The Armoury in Action exhibition is a hands-on, interactive introduction to weapons and armour throughout the ages. It's set in one (large) room at the very top of the imposing White Tower in the centre of the Tower of London. By the time we'd made our way up there, we'd already taken in the impressive collection amassed by the Tower of London over the centuries; a particular highlight being Henry VIII's suit of armour.
However, as most of the exhibits up to that point had been set behind plexi-glass, we were excited to get involved. I had been slightly concerned that two 9 year old girls would find the subject boring, but I needn't have feared, as they immediately got stuck in. Their favourite exhibits were a 'fire-it-yourself' cannon, where you had to pull a series of levers before you then got to press the button and 'fire' a virtual hole in a wall. They also loved the medieval longbow booth, which cleverly had two strings to pull back and fire, one at child height, the other at adult height.
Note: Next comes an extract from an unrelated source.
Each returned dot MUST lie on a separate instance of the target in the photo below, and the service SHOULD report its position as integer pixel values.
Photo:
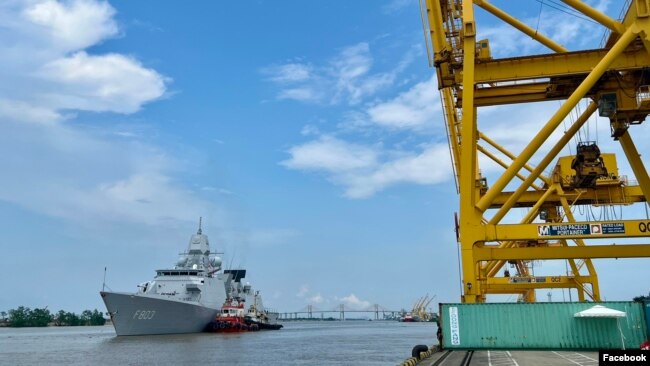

However, the 'dress Henry VIII in his armour' touch-screen game was a little slow to react, and this put the girls off, although it was interesting to find out the names of the individual pieces of armour. The 'design your own musket' exhibit was out of order which was disappointing and the Napoleonic cavalry training practice was also made virtually unplayable due to software glitches.
The overall verdict from both the children and the adults was that the Armoury in Action exhibition is well worth a visit, as it brings to life a range of weapons spanning hundreds of years. We felt that once the technical issues are ironed out, it will keep both adults and kids (of both genders) happy and enlightened.
I would say though that it is definitely aimed at school-age children and wouldn't really work for little ones.